Prep Your Routine the Night Before

It took me far too long to learn this lesson, but you will give yourself a massive boost if you sit down for 10 minutes before bed and map out your morning. Not just when to wake up, but what you're going to wear, what you'll eat for breakfast, how long it will likely take. When you stop hitting snooze, you'll be on automatic, again reducing unnecessary stress over something small.

Schedule a Meeting 

Your manager(s) may not have hired you. They may only know they're getting someone "new." Even if they were part of the interview process, chances are someone higher up or in HR spent more time with you to discover your fitness for the job. So break the ice right away. Ask to schedule a meeting with your manager to discuss expectations and get to know one another. They'll appreciate it. Trust.

Find Out the Kitchen Etiquette: 

The kitchenette in any office is a potential hot bed for newbie faux pas. Each office can have its own culture surrounding labeling food in the fridge, mysterious thieves who steal milk, and who should refill the coffee filters. One way to break the ice with a new coworker: Hey, what's the deal with the kitchen? Any rules I should know about? 

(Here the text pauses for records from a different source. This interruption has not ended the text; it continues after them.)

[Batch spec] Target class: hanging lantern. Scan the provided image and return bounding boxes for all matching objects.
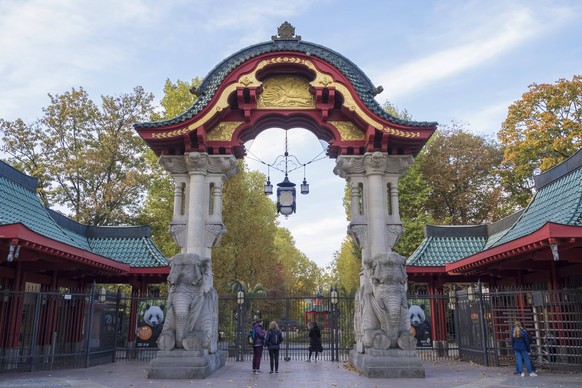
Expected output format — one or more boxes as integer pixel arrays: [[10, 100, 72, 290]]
[[277, 175, 295, 217]]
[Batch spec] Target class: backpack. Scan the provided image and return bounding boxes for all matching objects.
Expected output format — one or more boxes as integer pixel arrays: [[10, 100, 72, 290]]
[[247, 327, 255, 345], [269, 330, 279, 345]]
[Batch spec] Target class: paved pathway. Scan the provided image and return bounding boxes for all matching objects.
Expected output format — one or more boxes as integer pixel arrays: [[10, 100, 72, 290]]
[[0, 361, 582, 388]]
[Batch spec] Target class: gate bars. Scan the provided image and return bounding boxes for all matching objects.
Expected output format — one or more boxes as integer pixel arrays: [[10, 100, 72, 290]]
[[0, 286, 582, 373]]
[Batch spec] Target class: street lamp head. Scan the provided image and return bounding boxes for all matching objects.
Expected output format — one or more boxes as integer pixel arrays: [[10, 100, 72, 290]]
[[277, 175, 296, 216], [301, 178, 309, 194], [264, 177, 273, 195]]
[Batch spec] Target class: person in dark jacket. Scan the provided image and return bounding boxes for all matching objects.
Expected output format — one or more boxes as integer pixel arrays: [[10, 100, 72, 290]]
[[253, 320, 265, 373], [265, 321, 283, 373], [511, 321, 537, 377], [307, 321, 323, 362]]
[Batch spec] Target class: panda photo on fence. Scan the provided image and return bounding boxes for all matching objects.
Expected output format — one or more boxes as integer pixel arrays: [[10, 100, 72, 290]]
[[408, 305, 432, 347]]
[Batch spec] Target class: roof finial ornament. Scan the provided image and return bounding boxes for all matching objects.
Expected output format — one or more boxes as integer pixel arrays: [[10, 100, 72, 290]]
[[370, 85, 384, 96], [271, 22, 301, 42]]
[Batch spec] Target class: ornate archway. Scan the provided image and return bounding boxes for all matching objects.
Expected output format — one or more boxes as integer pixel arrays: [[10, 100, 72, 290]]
[[135, 22, 436, 378]]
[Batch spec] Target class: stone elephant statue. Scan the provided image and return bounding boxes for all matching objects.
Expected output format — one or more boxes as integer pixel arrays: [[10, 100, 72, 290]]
[[354, 252, 416, 353], [158, 253, 218, 353]]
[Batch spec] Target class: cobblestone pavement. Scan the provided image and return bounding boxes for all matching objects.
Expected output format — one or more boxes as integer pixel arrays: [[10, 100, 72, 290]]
[[0, 361, 582, 388]]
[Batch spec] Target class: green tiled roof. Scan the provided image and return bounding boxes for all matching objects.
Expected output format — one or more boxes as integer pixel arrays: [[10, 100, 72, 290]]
[[406, 233, 487, 267], [491, 168, 582, 247], [407, 149, 582, 266], [89, 237, 168, 267], [135, 39, 437, 128], [0, 161, 168, 267]]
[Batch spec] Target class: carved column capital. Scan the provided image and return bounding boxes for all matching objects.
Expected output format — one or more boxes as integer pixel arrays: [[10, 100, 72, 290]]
[[158, 155, 188, 175], [184, 152, 208, 175], [364, 152, 414, 176], [348, 224, 368, 249], [333, 155, 365, 179], [386, 224, 404, 249], [204, 223, 226, 248], [170, 221, 186, 248], [208, 155, 239, 178], [364, 152, 388, 175]]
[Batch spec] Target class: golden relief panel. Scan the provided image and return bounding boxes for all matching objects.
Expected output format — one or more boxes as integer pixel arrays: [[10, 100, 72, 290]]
[[257, 75, 315, 109], [206, 121, 243, 141], [329, 121, 365, 141]]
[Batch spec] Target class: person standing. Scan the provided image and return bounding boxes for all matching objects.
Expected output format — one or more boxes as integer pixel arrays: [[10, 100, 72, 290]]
[[307, 321, 323, 362], [511, 321, 537, 377], [253, 320, 265, 373], [265, 321, 283, 373]]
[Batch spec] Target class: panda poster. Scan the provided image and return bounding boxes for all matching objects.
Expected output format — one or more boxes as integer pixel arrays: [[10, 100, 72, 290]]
[[136, 302, 165, 348], [408, 305, 432, 348]]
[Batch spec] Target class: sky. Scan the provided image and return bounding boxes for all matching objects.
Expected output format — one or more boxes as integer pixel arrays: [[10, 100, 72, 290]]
[[0, 0, 582, 267]]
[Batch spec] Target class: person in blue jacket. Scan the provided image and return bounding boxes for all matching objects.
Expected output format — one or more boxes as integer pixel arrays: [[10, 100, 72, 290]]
[[253, 320, 265, 373], [511, 321, 537, 376], [265, 321, 283, 373]]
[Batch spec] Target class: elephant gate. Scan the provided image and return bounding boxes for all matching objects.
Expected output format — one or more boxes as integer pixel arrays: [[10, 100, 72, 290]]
[[135, 22, 436, 377]]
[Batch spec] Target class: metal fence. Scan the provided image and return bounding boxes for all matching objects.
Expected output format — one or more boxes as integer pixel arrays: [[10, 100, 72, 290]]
[[454, 288, 582, 372], [0, 288, 582, 373]]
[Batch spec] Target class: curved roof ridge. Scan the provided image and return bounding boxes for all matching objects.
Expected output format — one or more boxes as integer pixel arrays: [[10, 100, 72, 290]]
[[135, 39, 437, 128]]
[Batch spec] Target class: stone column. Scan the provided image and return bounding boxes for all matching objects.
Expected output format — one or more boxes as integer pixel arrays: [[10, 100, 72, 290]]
[[158, 155, 189, 253], [184, 152, 208, 257], [334, 152, 424, 377]]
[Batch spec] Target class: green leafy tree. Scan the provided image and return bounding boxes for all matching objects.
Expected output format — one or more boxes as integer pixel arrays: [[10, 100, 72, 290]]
[[497, 75, 582, 207], [136, 78, 200, 257], [329, 237, 362, 295], [273, 227, 321, 295], [416, 123, 506, 225], [212, 161, 277, 292], [0, 87, 153, 225], [228, 279, 267, 296]]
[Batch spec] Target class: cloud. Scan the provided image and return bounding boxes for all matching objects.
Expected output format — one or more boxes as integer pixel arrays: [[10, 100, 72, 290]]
[[379, 12, 536, 99], [281, 215, 348, 266], [0, 0, 163, 120], [370, 3, 573, 100]]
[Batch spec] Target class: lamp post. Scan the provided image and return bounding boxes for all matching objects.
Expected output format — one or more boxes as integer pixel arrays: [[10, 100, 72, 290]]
[[467, 284, 475, 302], [236, 289, 245, 361], [97, 287, 107, 303], [277, 174, 296, 217], [263, 131, 311, 218]]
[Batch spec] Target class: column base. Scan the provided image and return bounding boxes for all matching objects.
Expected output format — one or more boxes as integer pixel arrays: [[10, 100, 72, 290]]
[[350, 349, 425, 378], [147, 349, 226, 379]]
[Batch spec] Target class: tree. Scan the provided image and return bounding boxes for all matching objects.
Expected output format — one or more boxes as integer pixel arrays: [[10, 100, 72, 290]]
[[394, 123, 513, 256], [272, 226, 321, 295], [212, 161, 277, 292], [136, 78, 200, 257], [330, 237, 362, 295], [497, 75, 582, 207], [0, 87, 153, 225], [228, 279, 267, 296], [417, 123, 502, 225]]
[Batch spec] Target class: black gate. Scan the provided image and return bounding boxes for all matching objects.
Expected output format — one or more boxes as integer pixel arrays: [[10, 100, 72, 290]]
[[451, 285, 582, 372], [219, 296, 355, 361]]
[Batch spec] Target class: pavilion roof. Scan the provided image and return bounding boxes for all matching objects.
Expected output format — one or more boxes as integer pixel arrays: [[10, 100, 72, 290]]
[[407, 149, 582, 272], [135, 38, 436, 128], [0, 161, 168, 268]]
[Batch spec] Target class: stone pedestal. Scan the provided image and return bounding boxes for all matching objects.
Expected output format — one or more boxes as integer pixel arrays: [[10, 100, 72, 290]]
[[147, 349, 226, 379], [350, 349, 425, 378]]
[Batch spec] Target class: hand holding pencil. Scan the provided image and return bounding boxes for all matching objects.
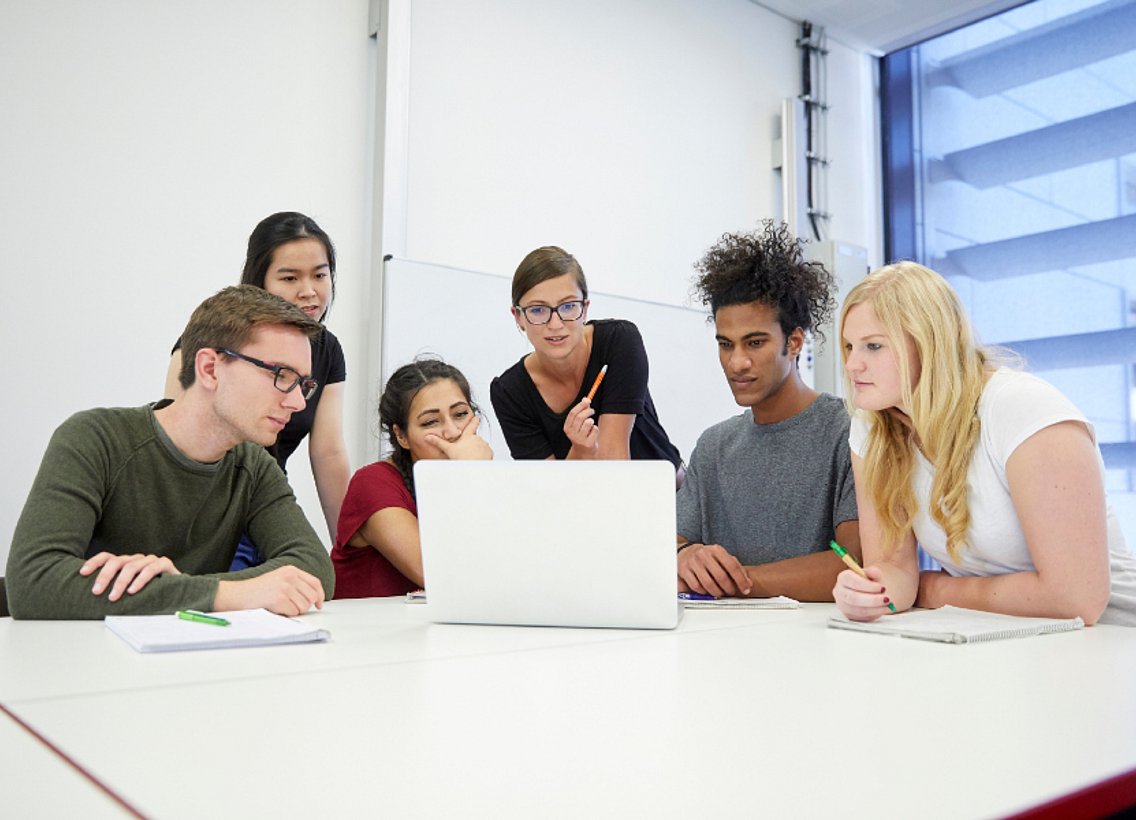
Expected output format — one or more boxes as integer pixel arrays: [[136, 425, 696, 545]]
[[828, 541, 895, 612], [563, 365, 608, 458]]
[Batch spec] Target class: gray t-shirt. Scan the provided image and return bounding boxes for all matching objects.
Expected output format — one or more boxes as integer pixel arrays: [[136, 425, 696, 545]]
[[677, 393, 858, 567]]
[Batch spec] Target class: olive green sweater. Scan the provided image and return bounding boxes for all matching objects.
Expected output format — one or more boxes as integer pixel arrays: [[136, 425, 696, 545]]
[[7, 404, 334, 619]]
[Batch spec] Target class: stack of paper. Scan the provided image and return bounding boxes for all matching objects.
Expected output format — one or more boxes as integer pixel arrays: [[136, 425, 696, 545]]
[[106, 609, 332, 652], [682, 595, 801, 609]]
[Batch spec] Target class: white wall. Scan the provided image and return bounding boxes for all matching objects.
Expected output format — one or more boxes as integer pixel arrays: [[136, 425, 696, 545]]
[[0, 0, 879, 572], [384, 0, 879, 304], [0, 0, 375, 565]]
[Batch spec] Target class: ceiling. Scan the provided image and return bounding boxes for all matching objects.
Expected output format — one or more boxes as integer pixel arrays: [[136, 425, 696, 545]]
[[752, 0, 1025, 55]]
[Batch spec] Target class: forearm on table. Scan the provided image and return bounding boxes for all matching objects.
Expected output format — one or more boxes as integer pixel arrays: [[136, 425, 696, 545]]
[[745, 550, 844, 603], [916, 571, 1108, 624]]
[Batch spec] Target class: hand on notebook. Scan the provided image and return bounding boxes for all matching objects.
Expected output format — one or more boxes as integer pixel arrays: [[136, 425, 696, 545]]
[[78, 552, 181, 601], [214, 564, 324, 617], [678, 544, 753, 597], [425, 416, 493, 461], [565, 399, 600, 458]]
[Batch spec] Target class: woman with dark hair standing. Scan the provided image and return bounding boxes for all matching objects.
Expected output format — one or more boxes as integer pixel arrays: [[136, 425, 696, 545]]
[[332, 359, 493, 597], [490, 245, 682, 479], [166, 211, 351, 551]]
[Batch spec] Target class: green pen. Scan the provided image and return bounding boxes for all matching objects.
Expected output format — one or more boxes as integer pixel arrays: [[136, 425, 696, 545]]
[[177, 609, 228, 627], [828, 541, 895, 612]]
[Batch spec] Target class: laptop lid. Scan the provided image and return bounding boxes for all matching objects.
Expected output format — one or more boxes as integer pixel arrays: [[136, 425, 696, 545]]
[[415, 460, 680, 629]]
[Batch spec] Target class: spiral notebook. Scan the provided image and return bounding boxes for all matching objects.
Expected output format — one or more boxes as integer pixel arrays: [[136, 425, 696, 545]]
[[828, 606, 1085, 644]]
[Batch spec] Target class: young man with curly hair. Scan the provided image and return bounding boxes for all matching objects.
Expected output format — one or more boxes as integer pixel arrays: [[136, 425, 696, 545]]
[[678, 220, 860, 601]]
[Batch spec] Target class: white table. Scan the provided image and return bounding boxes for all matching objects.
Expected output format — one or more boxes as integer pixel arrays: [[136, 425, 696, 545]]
[[0, 599, 1136, 818], [0, 711, 131, 820]]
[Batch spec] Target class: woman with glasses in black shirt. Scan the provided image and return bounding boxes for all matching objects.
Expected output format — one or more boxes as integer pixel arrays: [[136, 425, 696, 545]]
[[490, 246, 682, 471]]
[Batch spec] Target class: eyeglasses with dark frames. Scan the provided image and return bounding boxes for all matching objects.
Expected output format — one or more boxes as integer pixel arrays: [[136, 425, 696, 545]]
[[214, 348, 319, 401], [516, 299, 586, 325]]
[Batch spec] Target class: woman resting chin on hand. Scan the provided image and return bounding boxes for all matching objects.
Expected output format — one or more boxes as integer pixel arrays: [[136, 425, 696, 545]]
[[332, 359, 493, 597]]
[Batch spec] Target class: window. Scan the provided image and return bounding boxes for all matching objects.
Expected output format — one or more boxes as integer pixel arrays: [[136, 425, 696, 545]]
[[882, 0, 1136, 549]]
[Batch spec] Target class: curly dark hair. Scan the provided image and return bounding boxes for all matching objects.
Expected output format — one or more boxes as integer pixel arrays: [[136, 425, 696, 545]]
[[693, 219, 836, 340], [378, 357, 482, 495]]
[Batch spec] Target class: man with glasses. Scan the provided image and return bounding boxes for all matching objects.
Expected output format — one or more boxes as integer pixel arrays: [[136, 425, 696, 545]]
[[7, 285, 334, 619]]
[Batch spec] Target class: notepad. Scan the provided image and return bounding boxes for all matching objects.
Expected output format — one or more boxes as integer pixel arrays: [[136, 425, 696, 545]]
[[828, 606, 1085, 644], [105, 609, 332, 652], [683, 595, 801, 609]]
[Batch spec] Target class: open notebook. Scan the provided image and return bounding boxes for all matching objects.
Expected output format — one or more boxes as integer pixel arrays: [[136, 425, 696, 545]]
[[106, 609, 331, 652], [828, 606, 1085, 644]]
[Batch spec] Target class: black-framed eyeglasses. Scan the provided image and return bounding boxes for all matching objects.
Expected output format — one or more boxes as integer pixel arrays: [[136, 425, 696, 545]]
[[517, 299, 587, 325], [215, 348, 319, 401]]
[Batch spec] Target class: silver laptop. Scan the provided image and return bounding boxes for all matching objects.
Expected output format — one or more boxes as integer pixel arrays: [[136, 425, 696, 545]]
[[415, 461, 680, 629]]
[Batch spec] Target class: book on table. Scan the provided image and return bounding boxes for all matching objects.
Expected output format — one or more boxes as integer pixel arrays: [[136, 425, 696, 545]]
[[828, 606, 1085, 644], [106, 609, 331, 652]]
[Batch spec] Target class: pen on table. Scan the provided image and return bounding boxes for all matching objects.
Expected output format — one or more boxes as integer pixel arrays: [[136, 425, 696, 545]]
[[828, 541, 895, 612], [587, 365, 608, 401], [177, 609, 228, 627]]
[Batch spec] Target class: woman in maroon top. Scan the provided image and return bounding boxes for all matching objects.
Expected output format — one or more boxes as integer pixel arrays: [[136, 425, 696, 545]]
[[332, 359, 493, 597]]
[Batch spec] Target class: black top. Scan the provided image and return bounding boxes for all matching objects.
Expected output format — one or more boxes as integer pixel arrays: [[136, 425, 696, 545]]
[[490, 319, 682, 468], [170, 327, 348, 472]]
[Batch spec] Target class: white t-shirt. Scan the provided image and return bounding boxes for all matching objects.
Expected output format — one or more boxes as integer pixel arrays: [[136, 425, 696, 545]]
[[849, 368, 1136, 626]]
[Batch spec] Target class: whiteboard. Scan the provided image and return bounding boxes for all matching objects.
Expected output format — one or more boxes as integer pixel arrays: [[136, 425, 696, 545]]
[[374, 259, 741, 461]]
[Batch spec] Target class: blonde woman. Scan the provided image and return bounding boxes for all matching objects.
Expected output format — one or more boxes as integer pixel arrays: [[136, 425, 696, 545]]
[[833, 262, 1136, 626]]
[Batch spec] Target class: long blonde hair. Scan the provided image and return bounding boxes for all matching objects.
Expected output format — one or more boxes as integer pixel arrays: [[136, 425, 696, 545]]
[[841, 261, 993, 560]]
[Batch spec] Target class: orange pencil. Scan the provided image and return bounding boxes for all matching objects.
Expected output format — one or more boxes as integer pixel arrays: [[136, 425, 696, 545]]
[[587, 365, 608, 401]]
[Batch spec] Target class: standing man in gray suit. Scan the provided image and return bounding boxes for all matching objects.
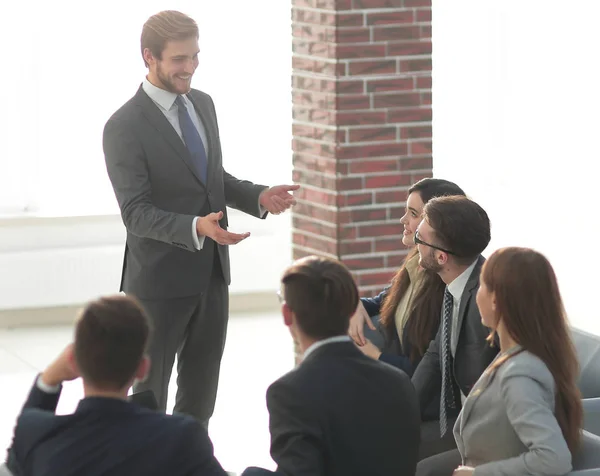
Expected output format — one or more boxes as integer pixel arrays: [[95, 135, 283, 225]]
[[103, 11, 298, 426]]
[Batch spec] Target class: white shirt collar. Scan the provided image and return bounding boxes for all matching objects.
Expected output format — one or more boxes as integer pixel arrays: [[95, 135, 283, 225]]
[[142, 78, 177, 111], [303, 336, 350, 360], [448, 258, 479, 302]]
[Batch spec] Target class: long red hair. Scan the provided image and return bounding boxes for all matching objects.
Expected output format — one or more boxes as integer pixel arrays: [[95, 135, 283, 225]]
[[481, 247, 583, 453]]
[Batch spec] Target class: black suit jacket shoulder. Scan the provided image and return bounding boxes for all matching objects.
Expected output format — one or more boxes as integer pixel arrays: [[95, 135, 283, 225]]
[[6, 384, 226, 476], [267, 342, 420, 476], [412, 256, 498, 414]]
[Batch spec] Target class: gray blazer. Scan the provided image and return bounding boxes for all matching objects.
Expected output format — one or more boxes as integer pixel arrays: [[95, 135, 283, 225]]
[[454, 347, 571, 476], [103, 87, 266, 299]]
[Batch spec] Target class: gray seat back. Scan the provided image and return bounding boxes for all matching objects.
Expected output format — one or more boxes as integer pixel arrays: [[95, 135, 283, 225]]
[[571, 328, 600, 398]]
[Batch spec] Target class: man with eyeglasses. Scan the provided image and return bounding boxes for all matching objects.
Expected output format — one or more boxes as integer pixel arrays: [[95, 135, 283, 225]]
[[412, 196, 498, 464], [242, 256, 420, 476]]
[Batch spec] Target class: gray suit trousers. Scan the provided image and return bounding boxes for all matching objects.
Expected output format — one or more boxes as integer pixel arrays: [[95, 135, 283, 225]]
[[134, 251, 229, 427]]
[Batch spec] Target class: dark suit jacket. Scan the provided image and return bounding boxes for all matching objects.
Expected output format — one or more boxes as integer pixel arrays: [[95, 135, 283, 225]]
[[103, 87, 266, 299], [6, 378, 226, 476], [267, 342, 420, 476], [412, 256, 498, 416]]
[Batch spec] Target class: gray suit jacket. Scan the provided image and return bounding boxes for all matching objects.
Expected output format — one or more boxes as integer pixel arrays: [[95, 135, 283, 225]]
[[103, 87, 266, 299], [412, 256, 498, 413], [454, 347, 571, 476]]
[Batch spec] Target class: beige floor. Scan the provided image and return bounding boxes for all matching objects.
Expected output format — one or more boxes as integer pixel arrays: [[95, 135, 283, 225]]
[[0, 313, 293, 473]]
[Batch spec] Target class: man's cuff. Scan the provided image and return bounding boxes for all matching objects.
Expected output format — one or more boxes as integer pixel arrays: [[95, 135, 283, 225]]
[[258, 197, 269, 218], [35, 374, 61, 394], [192, 217, 206, 251]]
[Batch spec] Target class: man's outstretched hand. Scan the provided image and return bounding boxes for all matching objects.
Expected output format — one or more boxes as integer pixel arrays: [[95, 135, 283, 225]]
[[258, 185, 300, 215], [196, 212, 250, 245]]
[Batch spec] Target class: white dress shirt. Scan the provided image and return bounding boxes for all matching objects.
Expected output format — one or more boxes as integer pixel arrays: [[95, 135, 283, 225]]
[[142, 78, 209, 250], [448, 259, 478, 404]]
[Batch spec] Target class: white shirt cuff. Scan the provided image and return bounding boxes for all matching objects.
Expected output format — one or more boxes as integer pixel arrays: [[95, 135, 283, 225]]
[[35, 374, 60, 393], [192, 217, 206, 251]]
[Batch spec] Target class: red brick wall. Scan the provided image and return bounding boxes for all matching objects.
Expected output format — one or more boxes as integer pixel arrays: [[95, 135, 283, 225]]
[[292, 0, 432, 295]]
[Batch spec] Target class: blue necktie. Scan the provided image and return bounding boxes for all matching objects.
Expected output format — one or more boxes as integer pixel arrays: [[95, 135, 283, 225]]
[[175, 96, 208, 183], [440, 288, 456, 438]]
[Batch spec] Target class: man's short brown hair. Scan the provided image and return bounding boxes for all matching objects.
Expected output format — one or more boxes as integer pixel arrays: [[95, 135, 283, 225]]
[[281, 256, 358, 339], [141, 10, 199, 66], [423, 196, 491, 264], [75, 295, 150, 390]]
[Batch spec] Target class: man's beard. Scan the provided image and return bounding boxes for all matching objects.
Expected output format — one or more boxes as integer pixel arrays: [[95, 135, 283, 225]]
[[419, 248, 443, 273]]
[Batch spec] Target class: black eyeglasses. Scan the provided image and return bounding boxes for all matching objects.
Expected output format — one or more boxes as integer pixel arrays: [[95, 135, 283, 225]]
[[413, 230, 456, 255]]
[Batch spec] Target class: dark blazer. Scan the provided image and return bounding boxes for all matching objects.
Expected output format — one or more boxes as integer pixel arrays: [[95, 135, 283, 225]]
[[412, 256, 498, 416], [267, 342, 420, 476], [103, 87, 266, 299], [6, 384, 227, 476]]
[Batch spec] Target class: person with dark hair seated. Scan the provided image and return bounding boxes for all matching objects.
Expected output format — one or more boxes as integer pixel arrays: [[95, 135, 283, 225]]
[[243, 256, 420, 476], [417, 248, 583, 476], [6, 295, 227, 476], [412, 196, 498, 459], [349, 178, 465, 382]]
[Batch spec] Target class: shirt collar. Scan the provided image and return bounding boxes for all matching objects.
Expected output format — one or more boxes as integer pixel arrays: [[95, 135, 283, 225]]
[[303, 336, 350, 360], [448, 260, 477, 302], [142, 78, 177, 111], [404, 253, 419, 283]]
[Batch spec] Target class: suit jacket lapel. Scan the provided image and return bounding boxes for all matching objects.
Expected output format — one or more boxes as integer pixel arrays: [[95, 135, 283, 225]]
[[452, 256, 483, 353], [136, 86, 204, 186], [186, 92, 217, 183]]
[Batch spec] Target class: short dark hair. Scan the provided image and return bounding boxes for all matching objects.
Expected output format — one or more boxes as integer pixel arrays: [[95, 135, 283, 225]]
[[281, 256, 358, 339], [141, 10, 199, 66], [75, 295, 151, 390], [423, 196, 491, 264]]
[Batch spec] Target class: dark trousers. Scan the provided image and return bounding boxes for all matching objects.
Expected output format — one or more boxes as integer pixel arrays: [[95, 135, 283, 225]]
[[133, 256, 229, 427], [241, 466, 283, 476]]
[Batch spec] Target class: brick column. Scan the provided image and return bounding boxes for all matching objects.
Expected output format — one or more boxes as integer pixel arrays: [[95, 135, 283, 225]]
[[292, 0, 432, 302]]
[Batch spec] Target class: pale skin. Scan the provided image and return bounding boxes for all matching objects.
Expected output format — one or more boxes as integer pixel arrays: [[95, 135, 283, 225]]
[[348, 191, 425, 352], [143, 37, 300, 245]]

Create an Accomplishments File

This is maybe not a file to keep on your work computer, hold it on a disk drive you carry with you and update on your lunch break. Having a record of your accomplishments at work allows you to keep your resume updated, have solid facts and figures to present to your manager during performance review time and can boost your ego when you're having a bad day. 

Follow Through—Immediately

Avoid the biggest blunder most politicians make. Whatever you promised in your interview, start working on it right away. If you said you think you can improve social media engagement, present a plan to do so. If you presented yourself as an expert in a certain program or method, get in there and be an expert with it! Don't wait for your boss to assign you something that lets you shine. Ask to participate. Say something like, "Hey, remember when we spoke about X in my interview? Do you still need help with that?"

Question Everything (Almost)

Again, one of my mistakes from younger days and former jobs. I was afraid to ask questions for fear of seeming "dumb." If there's anything you're unsure of, anything at all, pipe up and ask about it. Don't assume you should know. You might be stumped on a process that's specific to your office and requires an answer from a coworker in order to move forward. Think of all the time you'd waste sitting at your desk trying to figure it out yourself when it's literally not possible.  

Network, Network and then Network Some More

This is the most obvious tip on here, but it's so important it bears mentioning. You will never do yourself a disservice by giving everyone you meet a chance to be an office friend. By office friend, I mean to say, someone with which you can have a professional quid pro quo (that's a beneficial mutual exchange) relationship. Some advisors tell you to find a mentor or sidle up to the top brass. That can be too obvious and give a bad impression. So just meet and greet as many people as possible, be a social butterfly in those first few months, at least. Say yes to happy hour, say yes to lunch invitations, say yes to everything except participating in office gossip. Never do that until you know the ropes and who you can trust. A better credo might be: just don't do it ever. 

Be Genuine

Dale Carnegie wrote a little book in 1935 called How to Win Friends and Influence PeopleAnd because it deals with human nature, it's still a gem of a self-help book. In it, he stresses the importance of being genuine in your dealings with others. Don't flatter, people can always tell. Instead, find something you genuinely admire about a person, mention it, and they'll be all over it. They'll associate you with positive vibes. Also use this missive to refrain from insincere behavior at work. If you're doing something special just to boost your own ego, you may think you're being sly, but you're not. People can tell. Adopt a team player mentality and be real nice, literally. You'll go far.